Volkswagen has set a lofty goal of tripling VW and Audi sales in the U.S. by calendar year 2018. To help meet that objective, the company began construction of a new factory facility in Chattanooga, Tennessee in May. Now comes word that the company is also investing a whopping $1 billion to expand and improve its only existing North American facility--and the company's largest outside Germany--located in the state of Puebla, Mexico.
The investment comes as that plant (formally known as "Volkswagen de Mexico S.A. de C.V.") prepares to add a new vehicle to its production lineup, which currently includes the Jetta/Bora and the New Beetle. VW spokesperson Consuelo Minutti confirmed that production of the new model will start "in March or April of 2010", but there's no word as to which model it will be. The majority of vehicles produced at the facility are exported to Canada, Europe, and the U.S.
This is great news for Mexico, which depends on the auto industry for about 20% of its manufactured exports.

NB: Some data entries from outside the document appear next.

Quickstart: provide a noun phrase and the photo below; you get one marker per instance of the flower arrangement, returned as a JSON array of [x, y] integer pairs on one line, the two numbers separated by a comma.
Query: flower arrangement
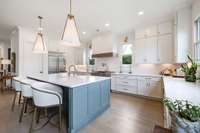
[[184, 109]]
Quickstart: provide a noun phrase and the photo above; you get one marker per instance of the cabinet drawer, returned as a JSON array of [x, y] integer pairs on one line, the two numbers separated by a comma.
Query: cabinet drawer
[[126, 88], [129, 82]]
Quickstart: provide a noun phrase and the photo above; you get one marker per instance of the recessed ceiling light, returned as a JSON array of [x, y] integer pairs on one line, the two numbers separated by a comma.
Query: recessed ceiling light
[[107, 24], [140, 13]]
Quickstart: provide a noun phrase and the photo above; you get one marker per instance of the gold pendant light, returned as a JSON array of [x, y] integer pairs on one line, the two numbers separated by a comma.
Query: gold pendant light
[[70, 36], [40, 46]]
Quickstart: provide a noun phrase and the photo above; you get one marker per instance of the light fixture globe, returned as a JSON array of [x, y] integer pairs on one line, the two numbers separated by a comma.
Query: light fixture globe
[[70, 36]]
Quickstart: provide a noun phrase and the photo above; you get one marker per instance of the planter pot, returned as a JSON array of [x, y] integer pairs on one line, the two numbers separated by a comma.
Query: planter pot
[[190, 78], [180, 125]]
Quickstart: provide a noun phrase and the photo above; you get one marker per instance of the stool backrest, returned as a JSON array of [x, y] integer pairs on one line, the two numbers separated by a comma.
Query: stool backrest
[[46, 95]]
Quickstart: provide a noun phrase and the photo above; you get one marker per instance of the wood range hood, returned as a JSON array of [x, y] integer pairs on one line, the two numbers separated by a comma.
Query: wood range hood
[[104, 55]]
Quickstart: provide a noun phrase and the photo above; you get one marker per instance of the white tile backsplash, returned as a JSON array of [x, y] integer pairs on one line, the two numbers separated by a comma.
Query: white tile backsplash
[[114, 65]]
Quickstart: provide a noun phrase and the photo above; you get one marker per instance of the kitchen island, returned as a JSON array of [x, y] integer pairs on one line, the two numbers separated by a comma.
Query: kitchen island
[[84, 97]]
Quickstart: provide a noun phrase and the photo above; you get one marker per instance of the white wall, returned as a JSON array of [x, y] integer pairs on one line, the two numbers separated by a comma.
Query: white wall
[[4, 46], [196, 9]]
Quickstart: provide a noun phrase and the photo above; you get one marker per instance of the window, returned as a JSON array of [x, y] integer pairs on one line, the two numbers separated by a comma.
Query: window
[[197, 47], [127, 54]]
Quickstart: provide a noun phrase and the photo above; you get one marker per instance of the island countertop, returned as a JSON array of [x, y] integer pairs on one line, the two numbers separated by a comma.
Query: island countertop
[[178, 88], [62, 79]]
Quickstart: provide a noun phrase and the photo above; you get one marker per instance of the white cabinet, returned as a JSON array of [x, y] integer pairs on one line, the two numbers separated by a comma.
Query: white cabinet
[[146, 50], [147, 32], [126, 84], [165, 49], [140, 51], [139, 85], [165, 28], [151, 50], [154, 44], [183, 34], [104, 43], [151, 87]]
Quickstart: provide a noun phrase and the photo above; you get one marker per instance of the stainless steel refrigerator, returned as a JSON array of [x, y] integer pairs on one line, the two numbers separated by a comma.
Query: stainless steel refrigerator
[[56, 62]]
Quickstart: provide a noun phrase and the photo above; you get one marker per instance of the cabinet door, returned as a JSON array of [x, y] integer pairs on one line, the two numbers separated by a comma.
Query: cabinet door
[[96, 45], [142, 86], [105, 93], [140, 51], [165, 49], [155, 88], [94, 98], [151, 50], [165, 28]]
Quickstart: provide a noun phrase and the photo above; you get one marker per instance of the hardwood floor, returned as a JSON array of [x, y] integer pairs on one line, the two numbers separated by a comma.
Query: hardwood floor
[[127, 114]]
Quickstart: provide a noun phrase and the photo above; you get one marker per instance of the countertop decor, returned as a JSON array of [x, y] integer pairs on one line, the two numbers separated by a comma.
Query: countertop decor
[[190, 70], [185, 117]]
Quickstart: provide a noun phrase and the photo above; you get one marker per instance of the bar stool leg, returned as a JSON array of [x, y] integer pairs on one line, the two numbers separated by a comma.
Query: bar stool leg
[[20, 95], [38, 116], [33, 120], [22, 110], [60, 118], [13, 104]]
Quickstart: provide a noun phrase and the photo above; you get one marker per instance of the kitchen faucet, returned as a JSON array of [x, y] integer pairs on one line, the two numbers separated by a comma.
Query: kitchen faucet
[[69, 69]]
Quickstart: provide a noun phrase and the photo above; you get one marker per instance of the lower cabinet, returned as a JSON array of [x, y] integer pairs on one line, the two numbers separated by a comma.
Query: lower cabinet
[[139, 85]]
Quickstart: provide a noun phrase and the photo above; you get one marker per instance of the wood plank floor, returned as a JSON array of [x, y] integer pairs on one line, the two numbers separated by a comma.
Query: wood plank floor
[[127, 114]]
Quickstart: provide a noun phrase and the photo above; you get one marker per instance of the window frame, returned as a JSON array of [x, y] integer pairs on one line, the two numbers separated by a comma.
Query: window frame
[[127, 54], [197, 40]]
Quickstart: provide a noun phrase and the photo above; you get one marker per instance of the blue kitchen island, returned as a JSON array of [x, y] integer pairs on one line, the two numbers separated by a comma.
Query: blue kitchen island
[[84, 97]]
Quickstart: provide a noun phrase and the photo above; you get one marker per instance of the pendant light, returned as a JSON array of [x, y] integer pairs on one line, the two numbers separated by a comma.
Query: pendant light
[[40, 46], [70, 36]]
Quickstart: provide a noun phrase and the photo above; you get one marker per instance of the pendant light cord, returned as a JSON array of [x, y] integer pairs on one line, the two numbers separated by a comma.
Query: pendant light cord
[[40, 23], [70, 7]]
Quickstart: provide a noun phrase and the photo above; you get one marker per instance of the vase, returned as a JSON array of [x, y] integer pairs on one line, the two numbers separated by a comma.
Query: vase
[[190, 78]]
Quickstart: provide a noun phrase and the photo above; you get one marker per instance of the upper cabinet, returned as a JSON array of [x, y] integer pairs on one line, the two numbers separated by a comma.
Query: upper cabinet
[[104, 45], [183, 34], [154, 44]]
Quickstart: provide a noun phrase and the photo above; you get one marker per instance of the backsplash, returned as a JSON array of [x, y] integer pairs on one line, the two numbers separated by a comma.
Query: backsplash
[[114, 64]]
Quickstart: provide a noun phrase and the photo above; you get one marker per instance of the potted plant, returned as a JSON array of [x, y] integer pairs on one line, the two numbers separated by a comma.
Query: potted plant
[[185, 117], [190, 70]]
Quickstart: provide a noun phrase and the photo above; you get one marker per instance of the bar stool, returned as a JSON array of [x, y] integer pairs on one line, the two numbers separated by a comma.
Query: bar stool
[[27, 95], [46, 95], [17, 87]]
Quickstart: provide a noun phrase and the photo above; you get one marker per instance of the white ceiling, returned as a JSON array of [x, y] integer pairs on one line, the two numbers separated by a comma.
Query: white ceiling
[[89, 14]]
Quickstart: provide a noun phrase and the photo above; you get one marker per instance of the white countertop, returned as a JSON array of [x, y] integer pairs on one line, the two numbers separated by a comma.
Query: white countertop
[[178, 88], [62, 79], [136, 74]]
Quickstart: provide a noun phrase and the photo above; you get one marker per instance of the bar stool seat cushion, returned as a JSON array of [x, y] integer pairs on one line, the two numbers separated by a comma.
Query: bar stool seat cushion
[[26, 87]]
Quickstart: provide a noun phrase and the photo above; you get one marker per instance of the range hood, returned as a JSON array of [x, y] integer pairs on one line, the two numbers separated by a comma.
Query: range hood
[[104, 45]]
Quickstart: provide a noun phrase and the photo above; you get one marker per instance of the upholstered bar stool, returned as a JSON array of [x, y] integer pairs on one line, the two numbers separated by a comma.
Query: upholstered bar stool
[[17, 88], [46, 95], [27, 94]]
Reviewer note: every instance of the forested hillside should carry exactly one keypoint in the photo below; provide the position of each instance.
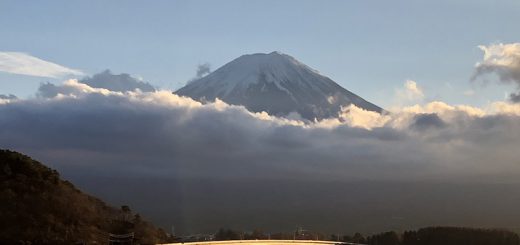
(37, 206)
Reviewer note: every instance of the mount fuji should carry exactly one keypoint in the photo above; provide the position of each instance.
(277, 84)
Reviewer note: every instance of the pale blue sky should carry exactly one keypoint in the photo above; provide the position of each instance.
(369, 47)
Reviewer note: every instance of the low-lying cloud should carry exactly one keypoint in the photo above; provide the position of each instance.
(121, 83)
(25, 64)
(204, 166)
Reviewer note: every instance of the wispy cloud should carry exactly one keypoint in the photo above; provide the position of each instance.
(25, 64)
(504, 61)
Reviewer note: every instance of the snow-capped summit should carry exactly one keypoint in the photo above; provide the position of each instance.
(276, 83)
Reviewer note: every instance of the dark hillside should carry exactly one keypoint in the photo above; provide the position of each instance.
(36, 205)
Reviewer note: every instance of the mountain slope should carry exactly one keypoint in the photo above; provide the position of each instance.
(276, 83)
(37, 206)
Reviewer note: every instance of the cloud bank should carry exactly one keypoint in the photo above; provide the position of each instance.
(122, 82)
(25, 64)
(204, 166)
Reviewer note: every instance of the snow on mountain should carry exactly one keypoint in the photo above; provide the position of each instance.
(276, 83)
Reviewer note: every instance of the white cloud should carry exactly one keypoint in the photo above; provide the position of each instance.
(502, 60)
(25, 64)
(410, 93)
(191, 157)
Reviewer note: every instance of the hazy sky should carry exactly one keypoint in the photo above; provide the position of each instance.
(369, 47)
(444, 156)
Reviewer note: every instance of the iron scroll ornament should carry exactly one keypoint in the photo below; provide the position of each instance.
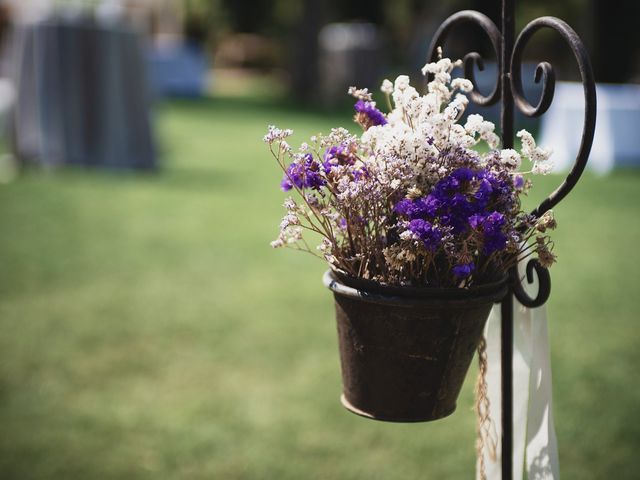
(513, 73)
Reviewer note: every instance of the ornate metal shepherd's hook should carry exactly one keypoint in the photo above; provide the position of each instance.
(508, 89)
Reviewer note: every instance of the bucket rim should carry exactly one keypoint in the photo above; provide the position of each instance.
(374, 292)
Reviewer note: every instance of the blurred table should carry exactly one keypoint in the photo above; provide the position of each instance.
(82, 95)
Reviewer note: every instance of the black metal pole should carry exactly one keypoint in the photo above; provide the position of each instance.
(506, 333)
(509, 92)
(506, 327)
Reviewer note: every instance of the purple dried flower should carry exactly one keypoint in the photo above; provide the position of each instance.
(303, 173)
(368, 115)
(428, 233)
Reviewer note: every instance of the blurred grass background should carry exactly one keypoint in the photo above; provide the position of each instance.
(148, 331)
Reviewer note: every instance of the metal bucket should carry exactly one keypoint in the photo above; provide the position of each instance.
(405, 352)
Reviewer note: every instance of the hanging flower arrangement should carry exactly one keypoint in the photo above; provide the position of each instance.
(413, 201)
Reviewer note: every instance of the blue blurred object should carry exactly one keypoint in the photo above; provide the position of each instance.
(82, 95)
(178, 70)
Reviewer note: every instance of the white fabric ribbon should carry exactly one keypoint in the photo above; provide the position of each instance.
(535, 446)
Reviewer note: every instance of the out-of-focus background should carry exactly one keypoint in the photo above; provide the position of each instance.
(146, 328)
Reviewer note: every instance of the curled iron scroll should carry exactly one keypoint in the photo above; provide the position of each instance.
(544, 284)
(544, 72)
(471, 59)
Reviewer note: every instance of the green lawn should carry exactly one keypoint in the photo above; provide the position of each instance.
(147, 330)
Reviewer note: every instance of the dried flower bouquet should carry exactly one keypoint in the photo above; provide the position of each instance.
(412, 201)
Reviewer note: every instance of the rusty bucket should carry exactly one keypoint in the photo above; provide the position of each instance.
(405, 352)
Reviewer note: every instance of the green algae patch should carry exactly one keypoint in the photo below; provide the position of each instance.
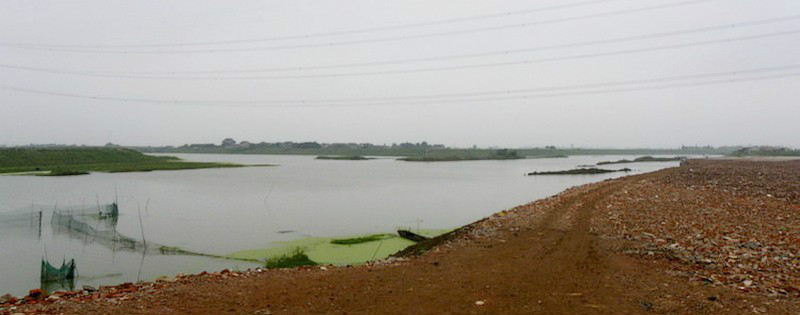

Volkswagen is the second biggest auto manufacturer in the country, and current production at the facility is down over 22% from last year. (Although that's better than the industry average in Mexico which is down nearly 50%.) Given the plant's expansion, that statistic will almost certainly improve in the coming months.
But the question remains: are a new factory in Tennessee (that will produce a midsize sedan) and increased production at a Mexican facility (to manufacture another vehicle TBA) enough to help Volkswagen meet its 2018 sales goal?